A queda de clientes também foi sentida em restaurantes da Savassi. De acordo com o gerente de um deles, Gustavo Dahas, na segunda-feira caiu em 30% a média de clientes. “Na terça, a queda foi de 50% e hoje (quarta-feira), se acentuou, com número de clientes 70% menor”, contou, prenunciando crise jamais vista no estabelecimento. Tanto que a partir de hoje cinco funcionários já entram em férias antecipadas.

“A situação é imprevisível. Os colégios próximos suspenderam as aulas e muitos escritórios estão fechados, o que nos tem afetado em cheio.” Caso a situação se agrave, e se houver determinação de fechamento de bares e restaurantes, a ideia é partir para atendimento em sistema de entregas.

BH Resolve para; metrô continua


A Prefeitura de Belo Horizonte suspendeu ontem o atendimento presencial da central BH Resolve, no Centro da capital, como parte das medidas para conter o avanço da COVID-19 na cidade. A unidade recebia mais de 10 mil pessoas diariamente, entre usuários que solicitam serviços e cidadãos em geral que transitam pelo espaço.

Os atendimentos mais demandados podem ser solicitados on-line, segundo a prefeitura. Dos 778 serviços disponíveis, 300 podem ser solicitados pela internet e 40 pelo PBH APP, aplicativo da prefeitura.

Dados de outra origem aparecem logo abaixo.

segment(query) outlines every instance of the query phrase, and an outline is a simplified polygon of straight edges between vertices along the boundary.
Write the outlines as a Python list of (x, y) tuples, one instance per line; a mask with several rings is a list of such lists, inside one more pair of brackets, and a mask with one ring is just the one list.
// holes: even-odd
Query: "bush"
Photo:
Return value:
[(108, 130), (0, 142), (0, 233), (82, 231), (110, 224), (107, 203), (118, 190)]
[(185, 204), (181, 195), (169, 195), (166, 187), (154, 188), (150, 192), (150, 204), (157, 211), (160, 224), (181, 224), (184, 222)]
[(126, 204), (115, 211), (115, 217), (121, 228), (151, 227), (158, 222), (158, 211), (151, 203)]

No transporte coletivo, a Companhia Brasileira de Trens Urbanos (CBTU) informou ontem que o metrô de Belo Horizonte segue funcionando normalmente, afastando rumores de que o sistema seria paralisado. Em nota, a concessionária afirmou que “segue cumprindo a grade habitual de viagens, enquanto acompanha de perto a situação da doença em Belo Horizonte e região metropolitana”.

A companhia ressaltou que foi criada a Comissão de Higiene e Prevenção, que acompanha de perto as situações nos trens e estações, seguindo orientações dos órgãos de saúde. Quanto à lotação nas composições, informou que monitora o fluxo de passageiros nas estações e que posicionou trens em locais estratégicos para serem lançados no sistema em casos de aumento de demanda, visando diminuir a lotação no interior dos vagões. A redução de viagens, conforme a CBTU, se dará apenas se for registrada queda no número de passageiros ou para preservar os próprios funcionários do sistema.

Consultada, a BHTrans também informou que ainda não há previsão para alteração dos quadros de horários dos ônibus na capital.

Depoimento


Alexandre Guzanshe
Repórter Fotográfico

Faço o trajeto de casa para a redação geralmente usando o serviço público de transporte. Hoje, cheguei ao ponto e já notei que algo estava estranho, diferente. Em alguns minutos, passa o Circular 02 todo fechado, ônibus com ar-condicionado. Geralmente, nesse horário, começo da tarde, o coletivo sempre tem os assentos todos ocupados. Subo e vejo cadeiras vazias. Dois desceram. Ficamos eu e o motorista.  Passamos por duas paradas, ninguém subiu. Já no ponto principal, na Praça da Savassi, embarcaram apenas dois passageiros. Silêncio total... sem estudantes, sem trabalhadores. Foi assim até meu ponto de descida. Desembarquei sentindo que a cidade está se recolhendo.